Monday, September 7, 2015

Risk of future crime will soon be part of Pennsylvania sentencing scheme

Pennsylvania will introduce risk assessment into sentencing by next year.  It was part of a 2009 package of reforms for the Pennsylvania Department of Corrections, reported the Harrisburg Patriot-News.
"To me, this is a no-brainer," said Corrections Secretary John Wetzel. "This is inserting science and data into decision-making."
However, there are concerns about basing prison sentences on crimes that haven't been committed yet. Some compare it to the film 'Minority Report,' in which the police arrest people for crimes that haven't occurred yet.

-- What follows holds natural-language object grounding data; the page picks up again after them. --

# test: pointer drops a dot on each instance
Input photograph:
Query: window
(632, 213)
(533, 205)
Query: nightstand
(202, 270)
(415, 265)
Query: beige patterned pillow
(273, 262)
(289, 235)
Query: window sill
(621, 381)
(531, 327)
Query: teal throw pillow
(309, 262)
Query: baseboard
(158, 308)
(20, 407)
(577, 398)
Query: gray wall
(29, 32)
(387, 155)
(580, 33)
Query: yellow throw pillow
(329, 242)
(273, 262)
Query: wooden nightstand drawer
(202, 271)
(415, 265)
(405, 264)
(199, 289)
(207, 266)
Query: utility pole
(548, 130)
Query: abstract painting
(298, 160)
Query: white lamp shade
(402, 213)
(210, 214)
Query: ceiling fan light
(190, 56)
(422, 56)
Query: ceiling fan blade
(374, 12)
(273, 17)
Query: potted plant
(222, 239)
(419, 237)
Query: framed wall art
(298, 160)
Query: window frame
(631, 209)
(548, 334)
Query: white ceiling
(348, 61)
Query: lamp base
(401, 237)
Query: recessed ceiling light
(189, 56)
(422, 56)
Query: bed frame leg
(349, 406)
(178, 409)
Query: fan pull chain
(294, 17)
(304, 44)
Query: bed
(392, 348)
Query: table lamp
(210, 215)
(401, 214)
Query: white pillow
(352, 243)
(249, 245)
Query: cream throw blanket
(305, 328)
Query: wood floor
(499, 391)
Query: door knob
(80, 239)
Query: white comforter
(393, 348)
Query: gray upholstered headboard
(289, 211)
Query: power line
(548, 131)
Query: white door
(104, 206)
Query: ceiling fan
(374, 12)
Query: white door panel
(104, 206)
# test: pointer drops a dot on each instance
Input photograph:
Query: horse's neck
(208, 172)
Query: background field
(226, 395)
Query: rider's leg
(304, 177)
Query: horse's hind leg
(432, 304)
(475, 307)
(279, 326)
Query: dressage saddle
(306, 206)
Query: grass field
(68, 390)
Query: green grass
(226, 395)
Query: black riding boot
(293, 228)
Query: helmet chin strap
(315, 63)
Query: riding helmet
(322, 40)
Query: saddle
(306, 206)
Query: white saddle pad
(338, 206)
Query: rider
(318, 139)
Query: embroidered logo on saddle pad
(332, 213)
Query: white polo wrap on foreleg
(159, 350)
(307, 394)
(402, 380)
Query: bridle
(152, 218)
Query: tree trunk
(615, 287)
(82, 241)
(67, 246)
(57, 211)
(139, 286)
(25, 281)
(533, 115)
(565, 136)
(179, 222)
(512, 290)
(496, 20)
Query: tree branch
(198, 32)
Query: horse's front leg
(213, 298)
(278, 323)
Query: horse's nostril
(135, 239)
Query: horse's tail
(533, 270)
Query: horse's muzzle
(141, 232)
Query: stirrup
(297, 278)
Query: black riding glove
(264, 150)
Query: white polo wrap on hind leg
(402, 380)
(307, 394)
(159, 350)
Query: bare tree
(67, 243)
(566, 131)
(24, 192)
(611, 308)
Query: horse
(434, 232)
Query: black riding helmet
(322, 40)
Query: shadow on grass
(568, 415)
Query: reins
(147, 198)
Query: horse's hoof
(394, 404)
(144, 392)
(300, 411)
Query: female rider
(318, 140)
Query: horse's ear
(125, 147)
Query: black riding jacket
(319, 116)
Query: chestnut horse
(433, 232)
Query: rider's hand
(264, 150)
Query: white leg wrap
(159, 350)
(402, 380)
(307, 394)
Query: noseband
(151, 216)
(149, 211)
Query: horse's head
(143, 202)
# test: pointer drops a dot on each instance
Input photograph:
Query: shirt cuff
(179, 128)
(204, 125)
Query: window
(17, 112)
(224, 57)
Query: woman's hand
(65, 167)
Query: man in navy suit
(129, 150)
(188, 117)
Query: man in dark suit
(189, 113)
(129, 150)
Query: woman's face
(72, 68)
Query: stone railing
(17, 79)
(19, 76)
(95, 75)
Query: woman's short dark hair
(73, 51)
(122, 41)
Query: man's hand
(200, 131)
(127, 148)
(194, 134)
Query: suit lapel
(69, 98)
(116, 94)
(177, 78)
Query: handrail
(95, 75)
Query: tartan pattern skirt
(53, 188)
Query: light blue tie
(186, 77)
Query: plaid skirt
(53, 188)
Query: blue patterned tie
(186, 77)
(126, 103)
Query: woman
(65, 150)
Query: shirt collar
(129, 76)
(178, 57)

Wetzel, on the other hand, compares it to setting car insurance rates. Insurance companies use factors -- like age and gender -- to determine someone's risk of getting into a collision and then set rates.
Risk assessment, he said, is similar.
"I'm kinda baffled by the controversy," Wetzel said.
Bret Bucklen, director of planning, research, statistics and grants for the department, said judges currently use two "scores" to determine someone's jail sentence.
The first is the offense gravity score, which weighs the severity of the crime. And the second is the prior record score, which takes into account past crimes. Those two scores, Bucklen said, are put into a grid and they help a judge determine a jail sentence.
Risk assessment is a new way of approaching criminal sentencing. Risk assessment uses certain factors -- including age, prior arrests and types of prior crimes -- to inform a judge of a person's likelihood that they will commit another crime.
Commission Executive Director Mark H. Bergstrom said a judge would have the option to use a person's risk assessment in sentencing but would not be required to.
Someone found to have a low risk of recidivism might get a lesser sentence while others with a higher risk could get a longer sentence. A risk assessment, Bergstrom said, might also help a judge determine a specific program or alternative to incarceration for a convicted criminal.
"We recognized that this is not only about increasing or decreasing the duration of the sentence, it's more about how to affect the sentence, what should be a part of that sentence," he said.